Le Ministre d’État BIO TCHANE annonce le démarrage du projet SWEDD

Le Conseil d’administration de la Banque mondiale a approuvé le projet Swedd Bénin le 25 janvier 2019.

Quel est le processus qui a permis au Bénin de décrocher ce projet ?

Le projet d’autonomisation des femmes et dividende démographique au Sahel (Swedd) est à l’initiative de la Banque mondiale et du Système des Nations-Unies, en particulier le Fnuap pour permettre aux pays, notamment 6 pays du Sahel (le Burkina Faso, la Côte d’Ivoire, le Mali, la Mauritanie, le Niger et le Tchad), de s’attaquer aux problèmes importants liés aux femmes et surtout au dividende démographique dans nos pays. Nous avons eu connaissance de ce projet ; et tout de suite, le Chef de l’Etat a souhaité que le Bénin puisse adhérer à l’initiative.
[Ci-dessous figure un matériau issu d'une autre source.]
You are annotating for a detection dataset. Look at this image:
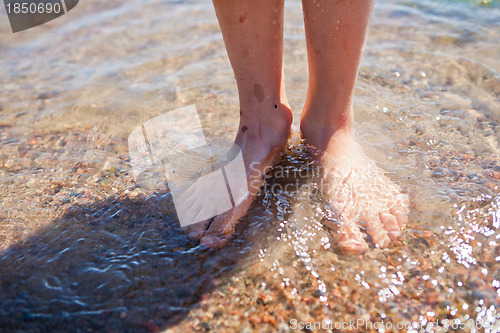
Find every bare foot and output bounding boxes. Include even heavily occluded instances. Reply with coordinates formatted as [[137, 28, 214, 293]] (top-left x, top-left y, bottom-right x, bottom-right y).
[[185, 104, 292, 248], [303, 126, 408, 253]]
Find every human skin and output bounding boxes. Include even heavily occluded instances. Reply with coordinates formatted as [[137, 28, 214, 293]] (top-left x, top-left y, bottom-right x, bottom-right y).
[[184, 0, 408, 253]]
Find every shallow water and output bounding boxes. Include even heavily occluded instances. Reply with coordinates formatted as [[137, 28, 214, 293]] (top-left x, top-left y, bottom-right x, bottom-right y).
[[0, 0, 500, 332]]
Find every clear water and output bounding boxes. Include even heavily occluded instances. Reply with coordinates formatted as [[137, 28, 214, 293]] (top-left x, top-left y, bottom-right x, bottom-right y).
[[0, 0, 500, 332]]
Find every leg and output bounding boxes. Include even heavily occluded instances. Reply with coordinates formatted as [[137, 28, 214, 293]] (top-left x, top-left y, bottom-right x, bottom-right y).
[[301, 0, 407, 252], [186, 0, 292, 247]]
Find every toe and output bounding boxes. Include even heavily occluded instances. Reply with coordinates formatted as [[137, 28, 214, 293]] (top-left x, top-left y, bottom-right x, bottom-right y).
[[337, 225, 368, 254]]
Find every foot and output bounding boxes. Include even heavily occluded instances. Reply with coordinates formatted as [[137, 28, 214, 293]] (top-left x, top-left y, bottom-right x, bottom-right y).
[[302, 127, 408, 253], [185, 104, 292, 248]]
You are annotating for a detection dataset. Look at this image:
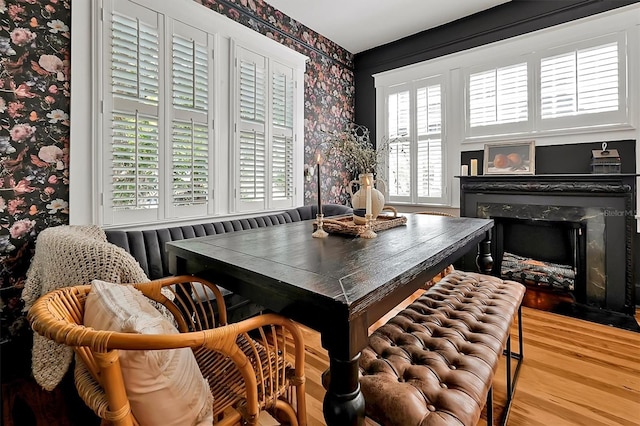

Compte tenu des efforts qui étaient déjà entrepris par notre gouvernement dans cette direction, les Nations-Unies et la Banque Mondiale ont tout de suite accepté de nous intégrer. Le Chef de l’Etat m’a instruit pour travailler avec l’équipe du ministère du Plan, afin de nous permettre d’adhérer pleinement au projet. C’est ainsi que le Conseil d’Administration de la Banque mondiale a approuvé le financement de 90 millions de dollar US, c’est-à-dire un peu plus de 50 milliards de francs Cfa. Ils vont permettre d’appuyer des secteurs aussi importants que la Santé et l’Education des femmes dans les 12 départements de notre pays.

Le Gouvernement tient beaucoup au Swedd. Quel est l’intérêt de ce projet pour notre pays ?

Ce projet est important pour notre pays parce qu’il va nous permettre de nous attaquer à des problèmes majeurs de développement. D’abord, l’autonomisation des femmes ; ensuite et surtout le dividende démographique. La problématique, c’est comment permettre à notre population qui est relativement jeune, d’accéder à des besoins aussi importants que ceux de l’éducation, de la santé, en particulier la santé de reproduction et la santé maternelle dans tous nos départements. Ce sont des cibles primordiales pour notre gouvernement, (la jeunesse et les femmes) et deux secteurs cruciaux pour le développement de notre pays (l’éducation et la santé).

Concrètement, qu’est-ce que ce projet va changer aux conditions de vie des filles et femmes du Bénin ?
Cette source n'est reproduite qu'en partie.